Read primitive values:

use core::mem::MaybeUninit;
use futures::{Stream, StreamExt};
use mfio::backend::*;
use mfio::io::{PacketIo, Write};
use mfio::traits::*;

let handle = SampleIo::new(vec![0, 1, 1, 2, 3, 5, 8, 13, 21, 34, 55, 89, 144]);

// mfio includes a lightweight executor
handle.block_on(async {
    // Read a single byte
    let byte = handle.read::<u8>(3).await?;
    assert_eq!(2, byte);

    // Read an integer
    let int = handle.read::<u32>(0).await?;
    assert_eq!(u32::from_ne_bytes([0, 1, 1, 2]), int);
    Ok(())
})

Read primitive values synchronously:

use core::mem::MaybeUninit;
use futures::{Stream, StreamExt};
use mfio::backend::*;
use mfio::io::{PacketIo, Write};
use mfio::traits::sync::*;

let handle = SampleIo::new(vec![0, 1, 1, 2, 3, 5, 8, 13, 21, 34, 55, 89, 144]);

// Read a single byte
let byte = handle.read::<u8>(3)?;
assert_eq!(2, byte);

// Read an integer
let int = handle.read::<u32>(0)?;
assert_eq!(u32::from_ne_bytes([0, 1, 1, 2]), int);

Read structures:

use bytemuck::{Pod, Zeroable};
use core::mem::MaybeUninit;
use futures::{pin_mut, Stream, StreamExt};
use mfio::backend::*;
use mfio::io::{PacketIo, Write};
use mfio::traits::*;

#[repr(C, packed)]
#[derive(Eq, PartialEq, Default, Pod, Zeroable, Clone, Copy, Debug)]
struct Sample {
    first: usize,
    second: u32,
    third: u8,
}

let sample = Sample {
    second: 42,
    ..Default::default()
};

let mut handle = SampleIo::new(bytemuck::bytes_of(&sample).into());

// mfio objects can also be plugged into existing executor.
// `Null` is compatible with every executor, but waking must be done externally.
// There is `Tokio`, compatible with tokio runtime.
// There is also `AsyncIo` - for smol, async-std and friends.
Null::run_with_mut(&mut handle, |handle| async move {
    // Read value
    let val = handle.read(0).await?;
    assert_eq!(sample, val);
    Ok(())
})
.await

Safety

By default mfio is conservative and does not enable invoking undefined behavior. However, with a custom opt-in config switch, enabled by passing --cfg mfio_assume_linear_types to the rust compiler, mfio is able to provide significant performance improvements, at the cost of potential for invoking UB in safe code*.

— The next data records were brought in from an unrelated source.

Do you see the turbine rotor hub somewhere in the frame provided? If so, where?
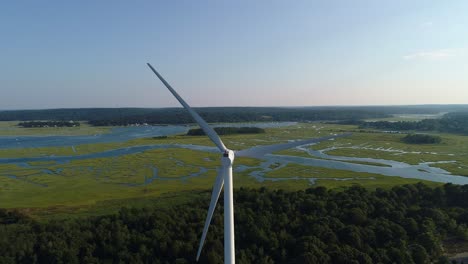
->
[222,149,234,165]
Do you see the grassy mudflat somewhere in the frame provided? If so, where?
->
[0,121,110,136]
[0,123,468,216]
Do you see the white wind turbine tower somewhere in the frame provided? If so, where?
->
[147,63,350,264]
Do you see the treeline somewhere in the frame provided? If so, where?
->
[0,184,468,264]
[18,121,80,127]
[187,127,265,136]
[89,107,387,126]
[401,134,442,144]
[334,112,468,134]
[0,107,388,126]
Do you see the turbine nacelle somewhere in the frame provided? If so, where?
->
[147,63,351,264]
[221,149,235,166]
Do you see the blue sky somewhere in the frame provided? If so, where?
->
[0,0,468,109]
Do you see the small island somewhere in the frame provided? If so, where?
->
[18,120,80,128]
[187,127,265,136]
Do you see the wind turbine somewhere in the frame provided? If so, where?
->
[147,63,351,264]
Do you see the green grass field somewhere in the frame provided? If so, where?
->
[0,122,468,217]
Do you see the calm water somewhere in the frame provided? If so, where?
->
[0,123,468,184]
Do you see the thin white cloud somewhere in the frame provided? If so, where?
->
[403,49,458,60]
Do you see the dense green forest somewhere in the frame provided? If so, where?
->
[0,105,468,122]
[0,184,468,264]
[187,127,265,136]
[335,112,468,134]
[18,121,80,127]
[401,134,442,144]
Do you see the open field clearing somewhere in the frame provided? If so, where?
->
[0,123,468,215]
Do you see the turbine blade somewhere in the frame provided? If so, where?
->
[197,166,226,261]
[236,133,352,158]
[147,63,226,152]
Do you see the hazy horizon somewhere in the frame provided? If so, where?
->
[0,0,468,110]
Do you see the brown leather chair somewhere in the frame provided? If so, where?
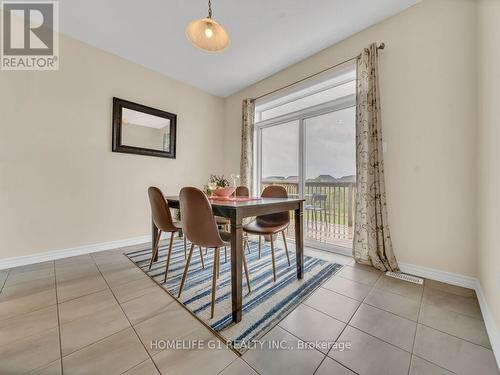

With mfio_assume_linear_types config enabled, mfio wrappers will prefer storing data on the stack, and if a future waiting for I/O operations to complete is cancelled, a panic! may get triggered. Moreover, if a future waiting for I/O operations to complete gets forgotten using mem::forget, undefined behavior may be invoked, because use-after-(stack)-free safeguards are discarded.

*NOTE: Pin<P> includes a drop guarantee, making this claim technically invalid. In the future releases of mfio, the config switch will be removed and most I/O will be done through stack (see https://github.com/memflow/mfio/issues/2).

Re-exports

• pub use mfio_derive as derive;
• pub use parking_lot as locks;
• pub use tarc;

Modules

• backend
  Backends for mfio.
• error
  mfio’s error types
• futures_compatstd
  Provides compatibility with futures traits.
• io
  Desribes abstract I/O operations.
• prelude
• stdeq
  std::io equivalent Read/Write traits.
• traits
  Helper traits

Macros

• linear_types_switch
• mferr
  Shorthand for building mfio error structure.
• stdio_impl
  Implements Read+Write+Seek traits on compatible type.